A lot of guitarists stick to the same set of strings recommended when you buy a new guitar. It wouldn’t be a surprise if many of you were still using the same brand or type you bought way back when you started playing.
That’s completely fine – you know exactly what to expect from a tried and tested set. But could there be better strings out there to suit your playing now? It’s time to try out a new gauge or brand to take both your sound and playing to the next level. Here’s a very brief synopsis of why you’d change the type of strings you use:
- Different string gauges can help create specific sounds
- Your current guitar strings don’t feel comfortable
- You want to maintain steady string tension in alternate tunings
- Your strings aren’t of the required quality
Experiment with Strings as You Progress
Your string preferences naturally change over time as you become a more proficient guitarist. Thin gauge strings tend to be the popular choice for beginners because they hold a lower amount of tension across the fretboard than their thicker counterparts.
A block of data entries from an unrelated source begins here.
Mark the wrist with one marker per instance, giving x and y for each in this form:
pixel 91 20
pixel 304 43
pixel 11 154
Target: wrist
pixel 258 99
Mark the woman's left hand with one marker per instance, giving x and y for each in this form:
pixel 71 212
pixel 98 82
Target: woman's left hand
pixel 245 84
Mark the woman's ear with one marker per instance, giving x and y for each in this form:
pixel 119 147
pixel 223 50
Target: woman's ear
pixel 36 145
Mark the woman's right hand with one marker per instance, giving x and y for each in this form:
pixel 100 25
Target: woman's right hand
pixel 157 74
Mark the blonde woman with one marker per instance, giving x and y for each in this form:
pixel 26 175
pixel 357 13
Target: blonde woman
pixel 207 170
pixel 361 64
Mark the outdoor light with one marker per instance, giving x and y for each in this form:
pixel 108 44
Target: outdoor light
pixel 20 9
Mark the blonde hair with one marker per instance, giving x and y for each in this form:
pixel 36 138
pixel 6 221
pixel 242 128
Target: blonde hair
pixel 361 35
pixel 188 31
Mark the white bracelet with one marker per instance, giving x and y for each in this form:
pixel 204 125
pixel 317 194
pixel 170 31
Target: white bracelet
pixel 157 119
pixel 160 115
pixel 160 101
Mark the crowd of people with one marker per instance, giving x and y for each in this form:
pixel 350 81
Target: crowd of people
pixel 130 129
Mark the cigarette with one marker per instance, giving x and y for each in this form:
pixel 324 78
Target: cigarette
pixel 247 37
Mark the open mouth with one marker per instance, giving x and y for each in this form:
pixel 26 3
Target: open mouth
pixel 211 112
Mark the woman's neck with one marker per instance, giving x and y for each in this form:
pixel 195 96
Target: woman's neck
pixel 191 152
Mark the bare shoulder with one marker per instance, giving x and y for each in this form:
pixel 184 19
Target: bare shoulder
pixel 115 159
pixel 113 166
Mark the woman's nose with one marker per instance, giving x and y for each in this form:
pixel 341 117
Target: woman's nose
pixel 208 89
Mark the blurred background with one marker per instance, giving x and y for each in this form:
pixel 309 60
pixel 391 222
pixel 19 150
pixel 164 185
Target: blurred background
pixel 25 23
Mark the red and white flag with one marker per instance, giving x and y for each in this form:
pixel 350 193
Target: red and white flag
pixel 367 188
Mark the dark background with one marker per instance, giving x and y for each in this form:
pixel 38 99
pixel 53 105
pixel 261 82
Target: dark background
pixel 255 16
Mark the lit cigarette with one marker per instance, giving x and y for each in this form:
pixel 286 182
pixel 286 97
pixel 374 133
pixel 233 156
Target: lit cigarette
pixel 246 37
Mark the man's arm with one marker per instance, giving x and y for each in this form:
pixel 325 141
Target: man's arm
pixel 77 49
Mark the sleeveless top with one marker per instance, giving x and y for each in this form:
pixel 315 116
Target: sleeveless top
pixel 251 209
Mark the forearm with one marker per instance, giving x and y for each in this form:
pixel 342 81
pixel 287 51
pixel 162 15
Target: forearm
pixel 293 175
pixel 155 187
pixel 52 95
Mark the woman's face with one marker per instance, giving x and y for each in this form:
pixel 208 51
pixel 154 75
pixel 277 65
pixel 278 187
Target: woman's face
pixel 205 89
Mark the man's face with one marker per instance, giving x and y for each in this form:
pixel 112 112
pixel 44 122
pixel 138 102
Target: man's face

This makes it easier to fret, bend and pick the strings, putting less stress on inexperienced hands.
At this early stage, you should opt for packs of 8s or 9s from the likes of the Ernie Ball Slinky range, which aren’t too heavy on the fingers or the wallet if you decide the guitar isn’t for you. The choices you make here on in will be closer suited to the style of music you play.
Just as you would a guitar or amp, you’ll want to adjust your setup to suit a particular playing style when you’ve got all the basic techniques down. Strings play a massive role in the way your instrument sounds and reacts to your fingers.
Why Change String Gauge?
String manufacturers make different gauges to suit certain tunings and genres. That isn’t to say you can’t play heavy metal with thin nickel strings, for example. But it is worth relying on the tried and tested combinations for guidance.
There are four general string groupings: light, medium, heavy and hybrid sets. Check out our blog on string gauge to get a detailed breakdown on each type. Since you were most likely recommended thin strings at the beginning of your guitar journey, it’s worth experimenting with heavier gauges to get a more rounded idea of what works for you.
Rock and metal guitarists will definitely want to give heavier strings a go for their beefy tone and tight feel. Players who use half-step, whole-step or more extreme tunings will feel right at home, as thicker strings deal with the lowered tension better than your standard 9s.
Some string packs swap out just a couple of gauges in order to suit specific tunings. Say you’re playing in an open tuning; you’ll want your first, fifth and sixth strings to be heavier than usual to maintain firm tension which is lost when you downtune. A similar theory would apply if you’re using drop tunings.
Hybrid sets also deal with the conundrum combining the qualities of higher pitch light strings for solos and lower, thick strings for riffing action.